С наступлением хорошей погоды в 1923 году Кафка мечтает снова покинуть Прагу. Поскольку в прошлом году он уезжал с младшей сестрой, на этот раз он решает отправиться со старшей сестрой, Элли, и ее детьми. Местом отдыха выбран Мюритц на Балтике. Для такого больного, как он, дорога длинна, кроме того, врачи не рекомендовали ему пребывание на берегу моря. Но случилось так, что эти шесть недель, которые он проведет в Мюритце, с начала июля по 6 августа, преобразят его жизнь. Немного раньше, в мае, он провел несколько дней отдыха в Добришовиче и оттуда снова написал Милене: «Во-первых, я страшусь расходов — тут так дорого, что остается лишь право провести здесь последние дни, предшествующие смерти, после чего отправляешься с пустыми карманами, и, во-вторых, я страшусь неба и ада. За исключением этого, мир принадлежит мне». В постскриптуме он добавляет: «В третий раз, с тех пор как мы знакомы, несколько строк от вас приходят ко мне в последний решающий момент, чтобы меня предупредить или успокоить, в зависимости от того, что пожелают». Несколько недель спустя в Мюритце это отчаяние внезапно рассеется.

Уже давно Кафка вел разговоры об эмиграции в Палестину. Это была, скорее, мечта, чем планы, поскольку он отчетливо понимал, что его болезнь делает подобное переселение абсолютно иллюзорным. Именно об этом он писал жене своего давнего соученика Гуго Бергманна, уже поселившегося за морем, но вернувшегося на несколько недель в Прагу, чтобы вести агитацию в пользу сионизма и одновременно собирать деньги: «Я знаю теперь точно, что не поеду — да и как бы я мог это сделать? — но благодаря Вашему письму, корабль буквально причалил к порогу моей комнаты.
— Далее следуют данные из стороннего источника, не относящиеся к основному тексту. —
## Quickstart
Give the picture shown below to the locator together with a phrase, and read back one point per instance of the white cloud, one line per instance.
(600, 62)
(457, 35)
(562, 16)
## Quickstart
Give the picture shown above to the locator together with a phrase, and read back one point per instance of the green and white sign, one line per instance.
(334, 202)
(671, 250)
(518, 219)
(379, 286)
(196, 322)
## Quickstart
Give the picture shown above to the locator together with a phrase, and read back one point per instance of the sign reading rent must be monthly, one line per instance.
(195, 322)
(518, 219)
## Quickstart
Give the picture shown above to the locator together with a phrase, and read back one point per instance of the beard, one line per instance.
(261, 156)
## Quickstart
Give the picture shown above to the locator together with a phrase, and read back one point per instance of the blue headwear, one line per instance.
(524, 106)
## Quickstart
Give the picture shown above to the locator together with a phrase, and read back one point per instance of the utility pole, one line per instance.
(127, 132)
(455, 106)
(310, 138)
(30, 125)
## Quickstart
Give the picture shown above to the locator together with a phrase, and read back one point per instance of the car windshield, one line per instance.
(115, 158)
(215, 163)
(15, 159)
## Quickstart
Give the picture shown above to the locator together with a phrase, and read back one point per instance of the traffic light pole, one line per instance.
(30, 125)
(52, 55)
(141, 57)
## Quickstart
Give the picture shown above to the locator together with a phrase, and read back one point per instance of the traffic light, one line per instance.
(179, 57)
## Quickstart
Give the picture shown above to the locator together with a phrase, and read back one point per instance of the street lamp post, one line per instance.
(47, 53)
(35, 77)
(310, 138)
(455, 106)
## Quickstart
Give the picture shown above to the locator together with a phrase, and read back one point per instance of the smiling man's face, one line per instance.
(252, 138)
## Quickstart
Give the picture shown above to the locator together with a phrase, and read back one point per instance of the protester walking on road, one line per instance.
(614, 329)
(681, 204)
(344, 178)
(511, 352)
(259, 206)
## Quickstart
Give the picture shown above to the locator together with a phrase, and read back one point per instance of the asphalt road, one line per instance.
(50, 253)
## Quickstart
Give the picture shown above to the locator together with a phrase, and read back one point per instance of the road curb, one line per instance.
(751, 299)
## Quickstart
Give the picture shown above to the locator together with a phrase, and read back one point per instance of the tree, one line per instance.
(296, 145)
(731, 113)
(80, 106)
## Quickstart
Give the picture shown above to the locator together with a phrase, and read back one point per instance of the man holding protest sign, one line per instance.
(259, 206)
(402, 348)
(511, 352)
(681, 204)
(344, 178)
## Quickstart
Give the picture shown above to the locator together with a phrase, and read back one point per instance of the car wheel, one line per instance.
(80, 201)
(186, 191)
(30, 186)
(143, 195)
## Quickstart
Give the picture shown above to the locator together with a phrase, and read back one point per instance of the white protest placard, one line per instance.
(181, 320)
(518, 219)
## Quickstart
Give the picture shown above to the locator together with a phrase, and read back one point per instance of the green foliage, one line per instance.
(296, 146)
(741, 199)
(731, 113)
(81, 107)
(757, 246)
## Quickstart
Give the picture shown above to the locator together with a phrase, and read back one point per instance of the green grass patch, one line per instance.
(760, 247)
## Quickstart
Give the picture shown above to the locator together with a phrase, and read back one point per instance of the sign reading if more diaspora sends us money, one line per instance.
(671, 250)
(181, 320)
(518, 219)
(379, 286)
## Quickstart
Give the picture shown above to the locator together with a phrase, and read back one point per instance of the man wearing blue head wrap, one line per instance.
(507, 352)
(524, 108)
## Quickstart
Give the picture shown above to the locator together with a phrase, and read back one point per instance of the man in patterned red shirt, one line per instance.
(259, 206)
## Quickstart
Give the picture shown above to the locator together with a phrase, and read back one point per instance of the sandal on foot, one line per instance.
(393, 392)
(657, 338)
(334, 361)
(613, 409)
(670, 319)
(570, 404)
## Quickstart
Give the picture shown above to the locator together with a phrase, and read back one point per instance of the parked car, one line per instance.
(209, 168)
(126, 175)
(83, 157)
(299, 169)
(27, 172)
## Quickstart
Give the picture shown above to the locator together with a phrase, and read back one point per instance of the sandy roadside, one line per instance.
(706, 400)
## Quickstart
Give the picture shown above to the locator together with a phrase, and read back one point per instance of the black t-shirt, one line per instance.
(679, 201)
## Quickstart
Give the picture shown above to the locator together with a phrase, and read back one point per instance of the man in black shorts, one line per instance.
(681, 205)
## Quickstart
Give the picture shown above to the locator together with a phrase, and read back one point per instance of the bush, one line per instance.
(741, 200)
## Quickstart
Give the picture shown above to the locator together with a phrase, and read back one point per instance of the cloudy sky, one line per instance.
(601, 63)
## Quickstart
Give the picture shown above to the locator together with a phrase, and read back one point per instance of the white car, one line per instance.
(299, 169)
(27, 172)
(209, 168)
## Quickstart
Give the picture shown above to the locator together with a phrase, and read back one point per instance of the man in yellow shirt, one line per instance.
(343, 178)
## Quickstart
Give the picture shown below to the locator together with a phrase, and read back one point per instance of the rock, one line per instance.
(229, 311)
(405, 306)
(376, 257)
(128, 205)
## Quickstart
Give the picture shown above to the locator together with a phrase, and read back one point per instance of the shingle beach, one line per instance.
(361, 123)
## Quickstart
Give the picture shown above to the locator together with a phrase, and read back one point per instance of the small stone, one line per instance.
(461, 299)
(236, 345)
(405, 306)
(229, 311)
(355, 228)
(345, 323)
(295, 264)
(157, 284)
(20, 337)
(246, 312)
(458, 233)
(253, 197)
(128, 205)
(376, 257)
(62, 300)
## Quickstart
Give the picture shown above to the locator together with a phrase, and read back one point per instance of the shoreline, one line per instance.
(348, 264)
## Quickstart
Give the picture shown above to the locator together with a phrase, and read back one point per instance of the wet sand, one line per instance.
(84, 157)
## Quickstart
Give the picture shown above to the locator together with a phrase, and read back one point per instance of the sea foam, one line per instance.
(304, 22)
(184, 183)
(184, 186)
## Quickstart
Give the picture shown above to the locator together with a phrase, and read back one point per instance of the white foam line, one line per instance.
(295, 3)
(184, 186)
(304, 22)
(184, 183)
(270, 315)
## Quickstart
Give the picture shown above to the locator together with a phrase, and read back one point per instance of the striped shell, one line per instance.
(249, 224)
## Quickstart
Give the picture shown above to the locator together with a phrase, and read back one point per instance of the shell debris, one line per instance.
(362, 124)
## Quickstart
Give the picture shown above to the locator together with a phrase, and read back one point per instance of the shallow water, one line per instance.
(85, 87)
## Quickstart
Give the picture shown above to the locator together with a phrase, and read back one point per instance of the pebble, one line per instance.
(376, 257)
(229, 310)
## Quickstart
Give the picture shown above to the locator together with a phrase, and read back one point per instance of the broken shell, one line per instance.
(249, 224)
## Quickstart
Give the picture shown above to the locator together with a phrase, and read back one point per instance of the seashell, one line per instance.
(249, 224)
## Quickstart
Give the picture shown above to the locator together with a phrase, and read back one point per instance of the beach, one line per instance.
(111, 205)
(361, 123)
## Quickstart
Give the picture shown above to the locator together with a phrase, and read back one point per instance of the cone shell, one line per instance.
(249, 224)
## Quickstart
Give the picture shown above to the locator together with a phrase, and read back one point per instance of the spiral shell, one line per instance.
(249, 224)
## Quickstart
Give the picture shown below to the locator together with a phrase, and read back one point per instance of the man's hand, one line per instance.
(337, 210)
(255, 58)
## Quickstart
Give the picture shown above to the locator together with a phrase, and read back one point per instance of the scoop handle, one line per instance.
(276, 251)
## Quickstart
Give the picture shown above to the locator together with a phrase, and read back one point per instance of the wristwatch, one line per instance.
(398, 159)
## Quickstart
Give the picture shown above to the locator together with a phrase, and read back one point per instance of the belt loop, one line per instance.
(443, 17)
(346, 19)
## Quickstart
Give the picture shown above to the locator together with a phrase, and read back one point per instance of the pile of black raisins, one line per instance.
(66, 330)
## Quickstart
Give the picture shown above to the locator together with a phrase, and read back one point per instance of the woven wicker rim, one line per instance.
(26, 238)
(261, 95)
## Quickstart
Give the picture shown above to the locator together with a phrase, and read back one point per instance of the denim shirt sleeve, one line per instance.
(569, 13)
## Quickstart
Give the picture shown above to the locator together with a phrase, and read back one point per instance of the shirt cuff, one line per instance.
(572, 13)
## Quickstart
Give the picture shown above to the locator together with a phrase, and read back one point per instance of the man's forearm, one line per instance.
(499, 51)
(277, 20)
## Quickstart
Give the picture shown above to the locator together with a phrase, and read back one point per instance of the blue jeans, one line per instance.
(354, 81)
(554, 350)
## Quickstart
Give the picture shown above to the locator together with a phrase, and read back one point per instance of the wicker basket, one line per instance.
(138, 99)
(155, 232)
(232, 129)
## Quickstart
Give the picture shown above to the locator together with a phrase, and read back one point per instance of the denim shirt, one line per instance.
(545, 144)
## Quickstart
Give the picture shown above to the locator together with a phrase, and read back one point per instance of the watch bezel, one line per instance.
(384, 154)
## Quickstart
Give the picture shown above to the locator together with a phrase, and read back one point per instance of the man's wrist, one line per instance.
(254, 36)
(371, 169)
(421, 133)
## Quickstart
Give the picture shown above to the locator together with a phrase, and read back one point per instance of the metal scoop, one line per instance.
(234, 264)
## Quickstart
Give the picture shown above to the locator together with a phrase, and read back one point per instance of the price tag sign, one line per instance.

К тому же, — добавляет он, — если предположить, что такая затея могла быть предусмотрена, это был бы не отъезд в Палестину, а, остроумно говоря, побег кассира, присвоившего крупную сумму, в Америку». Так что его отъезд в Палестину остается лишь миражом. Но если он не может туда уехать, Палестина в какой-то мере сама пришла ему навстречу. В Мюритце случайно оказался, чего перед отъездом не знали ни его сестра, ни он, лагерь отдыха берлинского еврейского Дома, того самого, которому Кафка за несколько лет до этого побуждал Фелицу Бауэр оказывать содействие.